The US military has been mounting aggressive combat operations in both countries for some years. Attacks began in Somalia in January 2007, and in Yemen in December 2009. The Bureau monitors operations in both nations, and its data suggests that as many as 180 combat strikes may have taken place in both countries. However until now the US would not even admit that such attacks occurred.
News of the surprise acknowledgment came in a letter from President Obama to Congress on the evening of June 15 – a six monthly obligation under the War Powers Resolution passed in 1973, in which he is required to inform politicians about US military actions abroad. Obama openly described ‘direct action’ – military operations – in both Yemen and Somalia.
The U.S. military has also been working closely with the Yemeni government to operationally dismantle and ultimately eliminate the terrorist threat posed by al-Qa’ida in the Arabian Peninsula (AQAP), the most active and dangerous affiliate of al-Qa’ida today. Our joint efforts have resulted in direct action against a limited number of AQAP operatives and senior leaders in that country who posed a terrorist threat to the United States and our interests.
There were similar references to operations in Somalia, with the President noting that in ‘a limited number of cases, the US military has taken direct action in Somalia against members of al-Qa’ida, including those who are also members of al-Shabaab, who are engaged in efforts to carry out terrorist attacks against the United States and our interests.’
Previously any such details were reported only in a confidential annex to the reports, with US officials refusing to confirm or deny even the existence of military strikes – an increasingly bizarre stance given the widespread reporting of such operations.
The Wall Street Journal noted that much of the impetus for the partial disclosure came from General Martin Dempsey, chairman of the Joint Chiefs of Staff.
His spokesman told the paper: ‘When U.S. military forces are involved in combat anywhere in the world, and information about those operations does not compromise national or operational security, Gen. Dempsey believes the American public should be kept appropriately informed.’
But the paper also noted that ‘officials said details about specific strikes in Yemen and Somalia would continue to be kept secret.’
The Bureau is one of the few bodies to monitor secret US combat activity in the two countries. In Somalia, between 10 and 21 US strike operations have killed up to 169 people. And in Yemen, the Bureau has recorded 44 confirmed US attacks – with as many as 106 additional strikes. Total Yemen casualties are between 317 and 879 people killed. That range is necessarily broad because the Pentagon will presently not clarify whether attacks are the work of US or Yemeni forces.
The US military has variously used airstrikes, naval bombardments and cruise missile strikes in the two troubled nations. US military drone attacks only began in 2011. The CIA also operates its own drone fleet in Yemen – and those operations remain classified.

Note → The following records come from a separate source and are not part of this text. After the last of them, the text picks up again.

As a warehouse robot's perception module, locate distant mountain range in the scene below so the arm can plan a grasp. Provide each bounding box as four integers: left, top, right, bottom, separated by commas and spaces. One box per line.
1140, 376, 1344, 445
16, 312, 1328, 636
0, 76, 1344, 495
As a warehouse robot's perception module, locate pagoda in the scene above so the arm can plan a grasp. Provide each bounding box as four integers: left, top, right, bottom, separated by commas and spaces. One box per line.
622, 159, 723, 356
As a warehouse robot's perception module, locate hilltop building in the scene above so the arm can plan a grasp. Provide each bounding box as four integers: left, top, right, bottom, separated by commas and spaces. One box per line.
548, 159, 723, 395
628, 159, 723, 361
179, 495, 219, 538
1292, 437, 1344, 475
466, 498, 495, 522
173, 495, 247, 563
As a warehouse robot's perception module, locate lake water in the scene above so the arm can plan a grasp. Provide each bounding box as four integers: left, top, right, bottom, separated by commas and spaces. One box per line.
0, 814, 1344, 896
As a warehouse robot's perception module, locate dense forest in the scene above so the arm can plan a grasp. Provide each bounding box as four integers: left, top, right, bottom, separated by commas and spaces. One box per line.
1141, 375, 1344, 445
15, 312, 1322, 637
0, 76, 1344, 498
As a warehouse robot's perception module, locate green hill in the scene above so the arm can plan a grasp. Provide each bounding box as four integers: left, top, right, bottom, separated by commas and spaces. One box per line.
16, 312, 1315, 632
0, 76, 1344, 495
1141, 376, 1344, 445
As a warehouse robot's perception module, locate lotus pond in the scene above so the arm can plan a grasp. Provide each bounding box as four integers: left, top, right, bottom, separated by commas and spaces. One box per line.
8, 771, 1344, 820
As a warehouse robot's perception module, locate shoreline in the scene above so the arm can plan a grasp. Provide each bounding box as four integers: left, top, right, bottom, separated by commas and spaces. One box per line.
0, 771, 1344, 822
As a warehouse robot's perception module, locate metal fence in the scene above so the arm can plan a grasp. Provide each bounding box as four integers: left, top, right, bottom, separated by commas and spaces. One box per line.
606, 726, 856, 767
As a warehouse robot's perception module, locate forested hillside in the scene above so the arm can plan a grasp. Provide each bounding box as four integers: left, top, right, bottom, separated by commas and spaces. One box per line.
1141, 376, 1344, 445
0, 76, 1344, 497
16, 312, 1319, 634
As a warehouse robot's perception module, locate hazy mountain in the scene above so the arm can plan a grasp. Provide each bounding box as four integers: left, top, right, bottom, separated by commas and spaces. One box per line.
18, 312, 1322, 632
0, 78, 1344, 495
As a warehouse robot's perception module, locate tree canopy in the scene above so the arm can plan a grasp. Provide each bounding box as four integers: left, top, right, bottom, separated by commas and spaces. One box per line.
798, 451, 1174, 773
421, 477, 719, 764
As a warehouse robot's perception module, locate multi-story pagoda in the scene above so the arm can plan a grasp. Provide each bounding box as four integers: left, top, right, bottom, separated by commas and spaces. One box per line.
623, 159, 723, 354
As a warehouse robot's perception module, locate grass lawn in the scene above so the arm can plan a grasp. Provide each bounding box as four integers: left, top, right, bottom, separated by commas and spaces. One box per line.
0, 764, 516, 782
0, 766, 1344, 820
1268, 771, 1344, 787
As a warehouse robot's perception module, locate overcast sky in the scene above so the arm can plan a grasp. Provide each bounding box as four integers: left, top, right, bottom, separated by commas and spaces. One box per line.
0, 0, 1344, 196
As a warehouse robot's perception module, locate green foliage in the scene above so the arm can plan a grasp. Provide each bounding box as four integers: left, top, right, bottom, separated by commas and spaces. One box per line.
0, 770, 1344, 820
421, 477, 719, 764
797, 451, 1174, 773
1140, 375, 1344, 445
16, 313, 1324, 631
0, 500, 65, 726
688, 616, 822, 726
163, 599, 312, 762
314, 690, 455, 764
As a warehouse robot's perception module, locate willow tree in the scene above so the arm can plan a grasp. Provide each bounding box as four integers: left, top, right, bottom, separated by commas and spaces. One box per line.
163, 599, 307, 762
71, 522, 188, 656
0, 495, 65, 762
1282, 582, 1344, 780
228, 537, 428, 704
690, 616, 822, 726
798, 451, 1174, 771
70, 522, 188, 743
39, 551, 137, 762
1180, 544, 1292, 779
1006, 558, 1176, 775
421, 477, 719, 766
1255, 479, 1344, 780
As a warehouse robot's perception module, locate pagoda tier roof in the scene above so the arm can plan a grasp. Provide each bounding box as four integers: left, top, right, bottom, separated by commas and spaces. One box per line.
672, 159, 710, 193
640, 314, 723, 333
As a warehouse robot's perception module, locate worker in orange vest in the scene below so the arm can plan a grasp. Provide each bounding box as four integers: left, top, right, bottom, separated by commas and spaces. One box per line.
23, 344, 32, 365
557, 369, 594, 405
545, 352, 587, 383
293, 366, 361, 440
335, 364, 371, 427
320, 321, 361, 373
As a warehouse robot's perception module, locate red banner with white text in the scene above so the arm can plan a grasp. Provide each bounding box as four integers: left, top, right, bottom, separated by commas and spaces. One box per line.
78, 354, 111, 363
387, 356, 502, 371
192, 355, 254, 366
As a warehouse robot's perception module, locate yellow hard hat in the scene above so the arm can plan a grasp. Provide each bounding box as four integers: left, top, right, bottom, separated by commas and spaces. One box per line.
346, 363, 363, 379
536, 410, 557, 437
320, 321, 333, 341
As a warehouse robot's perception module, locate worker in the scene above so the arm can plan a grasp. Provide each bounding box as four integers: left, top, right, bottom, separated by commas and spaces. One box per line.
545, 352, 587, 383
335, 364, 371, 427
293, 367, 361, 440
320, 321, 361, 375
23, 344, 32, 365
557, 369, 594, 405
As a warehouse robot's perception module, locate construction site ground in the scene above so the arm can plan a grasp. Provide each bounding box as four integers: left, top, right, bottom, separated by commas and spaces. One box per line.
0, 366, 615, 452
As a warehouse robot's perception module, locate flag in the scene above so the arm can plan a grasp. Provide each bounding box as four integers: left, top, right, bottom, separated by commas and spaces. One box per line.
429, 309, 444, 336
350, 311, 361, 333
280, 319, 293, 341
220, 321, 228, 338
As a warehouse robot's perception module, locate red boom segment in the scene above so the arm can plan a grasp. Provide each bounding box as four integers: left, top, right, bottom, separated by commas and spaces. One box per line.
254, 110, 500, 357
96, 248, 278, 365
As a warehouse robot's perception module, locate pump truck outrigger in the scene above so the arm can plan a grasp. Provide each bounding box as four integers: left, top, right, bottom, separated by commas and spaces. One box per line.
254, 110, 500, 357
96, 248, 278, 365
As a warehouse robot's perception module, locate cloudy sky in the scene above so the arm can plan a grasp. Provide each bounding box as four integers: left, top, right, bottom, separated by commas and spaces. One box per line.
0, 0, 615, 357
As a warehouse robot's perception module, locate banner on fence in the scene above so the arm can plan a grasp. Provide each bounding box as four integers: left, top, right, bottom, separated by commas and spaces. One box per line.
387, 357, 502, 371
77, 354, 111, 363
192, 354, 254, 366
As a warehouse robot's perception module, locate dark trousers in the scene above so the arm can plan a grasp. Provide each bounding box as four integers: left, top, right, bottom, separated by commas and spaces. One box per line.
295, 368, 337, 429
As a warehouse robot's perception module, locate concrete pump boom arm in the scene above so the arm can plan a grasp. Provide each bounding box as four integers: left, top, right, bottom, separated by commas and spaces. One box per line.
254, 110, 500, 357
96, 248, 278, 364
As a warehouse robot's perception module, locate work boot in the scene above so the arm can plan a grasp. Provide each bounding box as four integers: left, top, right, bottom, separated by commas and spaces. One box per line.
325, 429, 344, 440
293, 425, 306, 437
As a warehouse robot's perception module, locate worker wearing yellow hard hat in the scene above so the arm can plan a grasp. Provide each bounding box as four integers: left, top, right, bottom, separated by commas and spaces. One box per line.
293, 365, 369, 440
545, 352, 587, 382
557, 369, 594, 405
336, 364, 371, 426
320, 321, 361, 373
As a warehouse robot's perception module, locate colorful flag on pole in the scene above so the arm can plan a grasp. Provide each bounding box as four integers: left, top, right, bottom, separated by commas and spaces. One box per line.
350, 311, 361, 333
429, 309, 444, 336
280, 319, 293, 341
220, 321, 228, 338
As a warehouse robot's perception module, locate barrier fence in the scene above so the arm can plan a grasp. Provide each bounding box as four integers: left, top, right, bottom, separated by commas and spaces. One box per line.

The unexpected move by Obama is the latest in a series of transparency moves by the administration. It came three days after 26 members of the US Congress wrote to the president raising serious concerns about the covert drone strike programme. The politicians – including two Republicans – wrote:
The implications of the use of drones for our national security are profound. They are faceless ambassadors that cause civilian deaths, and are frequently the only direct contact with Americans that the targeted communities have. They can generate powerful and enduring anti-American sentiment.
The American Civil Liberties Union, while welcoming Obama’s partial declassification of military strikes in Yemen and Somalia, called for further disclosure: ‘The public is entitled to more information about the legal standards that apply, the process by which they add names to the kill list, and the facts they rely on in order to justify targeted killings.’
Steve Aftergood of the Federation of American Scientists told the New York Times: ‘While any voluntary disclosure is welcome, this is not much of a breakthrough. The age of secret wars is over. They were never a secret to those on the receiving end.’